L’immunofluorescence directe présente l’avantage d’être rapide, peu onéreuse et très fiable (moins de 2% de réactions faussement négatives à l’AFSSA Nancy). Elle se pratique sur des calques de corne d’Ammon, qu’on soumet à l’action d’un conjugué fluorescent antinucléocapside du virus rabique. Au microscope à fluorescence, on repère les amas d’antigène du virus rabique, sous la forme de points plus ou moins gros, colorés en vert brillant sur fond noir, avec un liseré plus lumineux.

L’inoculation aux cultures cellulaires de neuroblastomes a remplacé l’inoculation aux souris. La réponse est plus rapide, mais la difficulté réside dans l’entretien de la lignée cellulaire, qui s’avère délicat.
Ces deux techniques, bien que très fiables, ne permettent pas, individuellement, de conclure à l’absence de rage : en France, on met donc toujours en œuvre les deux techniques pour un diagnostic de rage.

Autres techniques

Ces techniques étaient employées en France antérieurement, et le sont encore dans certains pays ; ce sont :
– la coloration de Sellers : cette technique, très rapide, nécessite un encéphale bien frais. Elle consiste à appliquer le colorant de Sellers sur un calque de corne d’Ammon encore humide, ce qui fait apparaître les corps de Négri en rouge violacé au microscope.

– le test immunoenzymatique : on ajoute au matériel suspect (ex : corne d’Ammon) un sérum antirabique marqué par une enzyme, la peroxydase, puis on révèle la réaction antigène-anticorps par addition du substrat de l’enzyme. La réaction est lisible au spectrophotomètre, voire à l’œil nu.

– l’histopathologie : cette technique présente moins d’intérêt que les autres, car elle nécessite des prélèvements en excellent état de conservation, et présente un délai relativement long (une semaine) pour l’obtention des résultats.
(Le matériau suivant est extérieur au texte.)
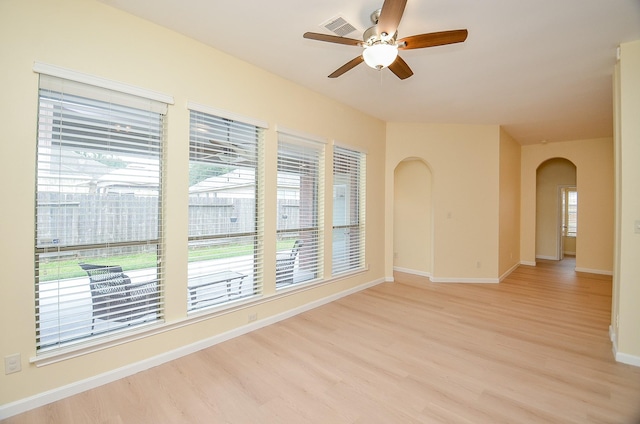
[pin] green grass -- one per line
(68, 268)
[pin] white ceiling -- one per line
(540, 68)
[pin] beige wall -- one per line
(412, 217)
(464, 162)
(90, 37)
(626, 292)
(594, 178)
(509, 237)
(551, 175)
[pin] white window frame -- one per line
(79, 112)
(349, 211)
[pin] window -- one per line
(569, 211)
(348, 210)
(224, 180)
(299, 222)
(98, 212)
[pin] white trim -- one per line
(26, 404)
(296, 136)
(546, 257)
(57, 71)
(465, 280)
(508, 272)
(337, 143)
(412, 271)
(624, 358)
(594, 271)
(198, 107)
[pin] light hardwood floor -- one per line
(532, 349)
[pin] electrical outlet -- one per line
(12, 363)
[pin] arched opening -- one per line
(412, 219)
(556, 209)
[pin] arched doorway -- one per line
(412, 222)
(556, 209)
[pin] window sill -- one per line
(70, 352)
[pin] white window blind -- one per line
(300, 186)
(225, 244)
(98, 212)
(348, 210)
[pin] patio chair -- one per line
(285, 263)
(114, 297)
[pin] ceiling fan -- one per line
(381, 44)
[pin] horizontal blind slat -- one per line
(98, 202)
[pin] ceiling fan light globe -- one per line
(380, 55)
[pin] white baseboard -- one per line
(624, 358)
(44, 398)
(412, 271)
(614, 341)
(594, 271)
(465, 280)
(509, 271)
(444, 280)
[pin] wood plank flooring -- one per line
(532, 349)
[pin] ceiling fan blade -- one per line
(432, 39)
(390, 16)
(400, 68)
(347, 67)
(332, 39)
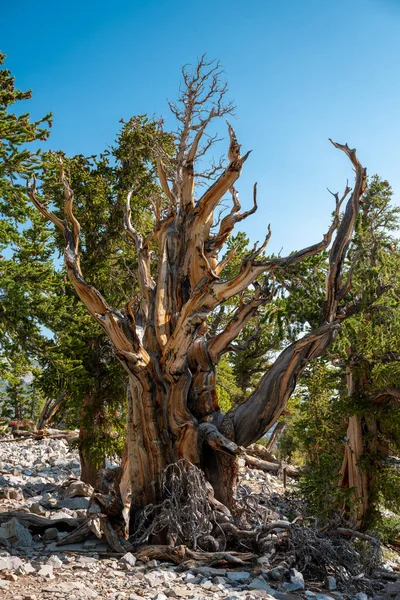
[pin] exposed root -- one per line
(186, 514)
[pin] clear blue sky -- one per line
(300, 71)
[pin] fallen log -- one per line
(80, 534)
(180, 554)
(45, 434)
(271, 467)
(353, 533)
(261, 452)
(37, 523)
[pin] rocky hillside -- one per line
(43, 500)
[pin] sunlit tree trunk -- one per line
(163, 342)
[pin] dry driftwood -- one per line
(81, 533)
(53, 434)
(271, 467)
(37, 523)
(182, 553)
(260, 452)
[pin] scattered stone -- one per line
(210, 571)
(15, 534)
(128, 559)
(393, 588)
(50, 534)
(87, 560)
(76, 503)
(37, 509)
(54, 561)
(238, 575)
(79, 488)
(258, 583)
(9, 563)
(296, 581)
(46, 571)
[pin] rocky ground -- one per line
(41, 477)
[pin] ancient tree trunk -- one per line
(363, 443)
(163, 341)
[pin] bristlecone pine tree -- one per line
(161, 337)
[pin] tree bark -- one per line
(163, 343)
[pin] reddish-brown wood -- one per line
(173, 405)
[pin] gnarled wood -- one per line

Après coloration de coupes d’encéphales, on recherche les corps de Négri au microscope. Mais ces corps de Négri peuvent manquer si la conservation du prélèvement n’est pas optimale ou si l’animal a été sacrifié, ou on peut les confondre avec d’autres inclusions existant chez des animaux sains ou atteints d’autres virus.

– l’inoculation aux souris : cette technique est très fiable, mais coûte très cher, et sa réponse est très lente : on inocule par voie intra-cérébrale le prélèvement broyé à des souris de 3 à 4 semaines, qu’on observe ensuite pendant au moins 28 jours. Pour essayer d’obtenir des résultats plus rapides, on peut sacrifier deux souris aux jours 6, 12 et 18, et rechercher la présence d’antigène rabique sur un calque de leur cerveau par immunofluorescence.

– la sérologie (séroneutralisation, immunofluorescence indirecte, ELISA…): la sérologie est peu utilisée dans un but diagnostique, mais permet de contrôler l’immunité post-vaccinale ou de réaliser des études épidémiologiques. Les anticorps monoclonaux sont également utiles pour déterminer le type de virus en cause lors de cas de rage erratiques.